FLG: We’ve been pretty impressed by it in the office! Well, our first question has to be- how do you find the time to do so much?
NR: Well, for a lot of my career, I’ve been a really very hardcore scientist and really taking new technology and trying to use it – sort of use it to destruct as much as one can to make new discoveries and translate these into the clinic. I’m a technophile actually going through all the things that I do including the music in fact. I’m an early adopter. I’m interested in anything new really, whether it’s in the social dimension or not. I like new things and genomics just has turned out to be something where there have been such extraordinarily, transformative, and disruptive new innovation. That’s been really interesting to me. I’ve also been very interested in global connectivity, and how that’s allowed one to influence, interact and make an impact on scales that just weren’t possible before. In some ways, exploiting that global connectivity which to my mind is just a new method just like sequencing is a new method, is equally disruptive and transformative. I’m sort of a serial innovator in many ways, an entrepreneurial sort of scientist and doctor really.

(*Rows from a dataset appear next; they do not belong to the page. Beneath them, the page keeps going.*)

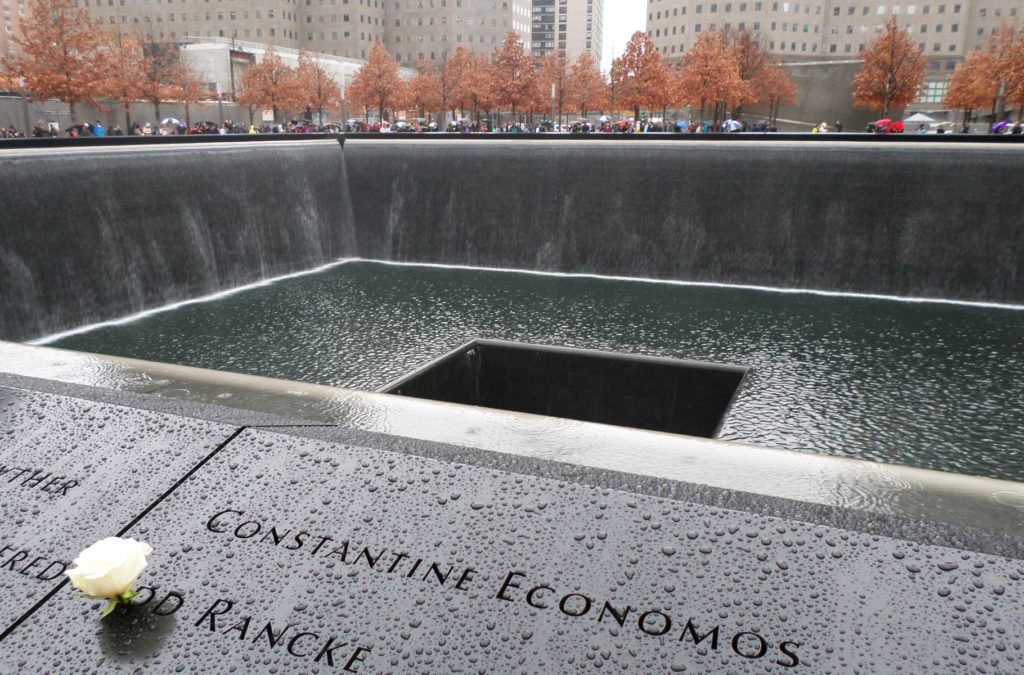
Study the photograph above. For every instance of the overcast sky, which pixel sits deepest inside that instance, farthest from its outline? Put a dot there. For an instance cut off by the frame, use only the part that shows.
(622, 18)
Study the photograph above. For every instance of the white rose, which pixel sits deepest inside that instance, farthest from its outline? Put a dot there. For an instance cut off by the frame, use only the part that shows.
(109, 567)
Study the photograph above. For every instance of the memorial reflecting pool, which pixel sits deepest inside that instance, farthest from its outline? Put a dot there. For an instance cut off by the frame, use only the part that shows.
(923, 384)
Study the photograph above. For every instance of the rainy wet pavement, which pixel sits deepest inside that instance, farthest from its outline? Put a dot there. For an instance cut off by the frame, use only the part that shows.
(282, 552)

The music has also been about the technology. That’s made the difference to me. 20 years ago when I was in college – if you wanted to do music, you had to get a band together. It was a big organisational sort of enterprise. I really got back into music through technology. My album has got lots of different types of instruments, most of them are computer generated because you can just do amazing things which sound extraordinary. I love sort of layering on vocals, that’s always been a real thing of mine but that’s really easy to do in the modern age. Technology allows you to just be incredibly more productive with less time really. So I think that’s been the core of it really, adapting all of these new tools. I love productivity tools. I wasted a lot of time being unproductive, trying to find productivity tools in that slightly ironic way.

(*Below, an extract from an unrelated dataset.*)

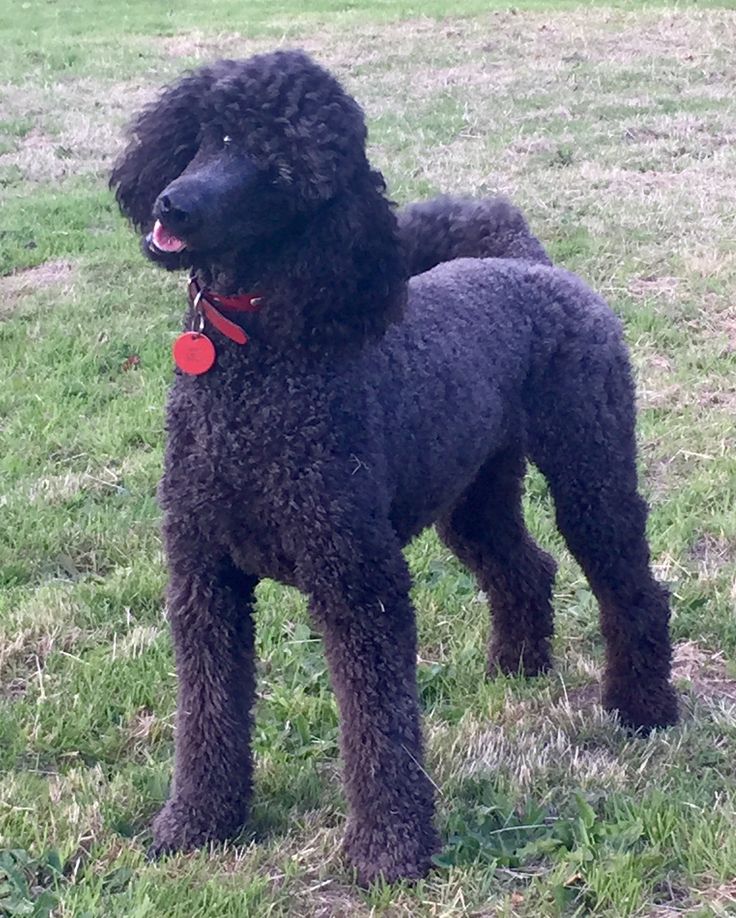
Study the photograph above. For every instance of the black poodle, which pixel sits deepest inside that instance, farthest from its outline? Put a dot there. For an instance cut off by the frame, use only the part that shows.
(326, 410)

I’m bit of a doctor and a scientist- I run a clinical unit of making the discoveries, making impact in the clinic, but also the things that we decided to work on are very influenced by the problems in the clinic. So I have that sort of circularity that’s allowed me to go between them, and make impact in most of those areas.
FLG: Working as a doctor and scientist must give you an interesting perspective on how you go about your work in both domains?

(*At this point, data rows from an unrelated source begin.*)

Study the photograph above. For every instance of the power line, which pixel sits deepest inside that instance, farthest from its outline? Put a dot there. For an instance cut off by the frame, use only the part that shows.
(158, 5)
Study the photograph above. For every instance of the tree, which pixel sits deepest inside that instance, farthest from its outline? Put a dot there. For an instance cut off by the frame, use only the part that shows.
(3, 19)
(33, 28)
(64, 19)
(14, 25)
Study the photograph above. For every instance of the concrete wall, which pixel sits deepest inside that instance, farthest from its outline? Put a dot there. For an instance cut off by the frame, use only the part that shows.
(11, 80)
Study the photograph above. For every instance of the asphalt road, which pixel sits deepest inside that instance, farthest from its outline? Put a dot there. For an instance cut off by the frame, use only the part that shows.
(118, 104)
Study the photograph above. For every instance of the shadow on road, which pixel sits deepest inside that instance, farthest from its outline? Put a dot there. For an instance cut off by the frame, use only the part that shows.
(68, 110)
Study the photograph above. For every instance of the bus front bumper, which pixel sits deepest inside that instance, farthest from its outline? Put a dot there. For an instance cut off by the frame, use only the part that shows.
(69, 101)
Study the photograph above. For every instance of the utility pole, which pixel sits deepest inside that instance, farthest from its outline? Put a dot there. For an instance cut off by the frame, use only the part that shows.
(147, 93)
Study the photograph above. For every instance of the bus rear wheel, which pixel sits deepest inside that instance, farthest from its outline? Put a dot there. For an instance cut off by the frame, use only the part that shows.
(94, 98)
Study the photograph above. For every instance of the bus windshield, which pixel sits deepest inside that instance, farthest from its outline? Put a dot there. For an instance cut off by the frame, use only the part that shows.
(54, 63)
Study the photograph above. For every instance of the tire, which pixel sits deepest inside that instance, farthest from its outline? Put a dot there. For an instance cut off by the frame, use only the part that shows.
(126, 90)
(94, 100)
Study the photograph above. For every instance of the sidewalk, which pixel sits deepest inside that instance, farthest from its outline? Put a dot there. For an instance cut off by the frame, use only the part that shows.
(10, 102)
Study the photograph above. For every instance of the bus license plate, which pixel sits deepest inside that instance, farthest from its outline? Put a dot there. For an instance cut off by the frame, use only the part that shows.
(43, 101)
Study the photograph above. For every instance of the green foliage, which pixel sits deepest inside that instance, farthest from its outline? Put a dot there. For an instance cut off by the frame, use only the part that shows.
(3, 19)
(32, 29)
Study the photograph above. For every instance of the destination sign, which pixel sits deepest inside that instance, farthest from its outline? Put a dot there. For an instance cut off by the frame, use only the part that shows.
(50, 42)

NR: Yes, I think sometimes it does, sometimes it doesn’t. Often the sort of science I’ve done has essentially been about puzzle solving. There are things that are perplexing, or which aren’t solved, and one has the potential to try and find answers. That’s often the driver. It’s a relatively pure, sort of, wanting to just try and discover new things.
It’s certainly true that the things one tries to address are very much influenced by the patients one sees. One does understand the systems better but one also does have the authority to be able to do that. And I think that there are many, many, many scientists who really find it very important to do research that can potentially have a positive impact on human health. But they find a way in which they are trying to make that happen is a little bit indirect, they have to go somehow through the NHS in the UK which is, you know, an ongoing mystery to everyone including those of us who’ve been in it. I’m trying to change myself; I’m changing at least my own practice, so it should be at least one degree easier than changing somebody else’s. So, I think that can be really, really helpful, yeah.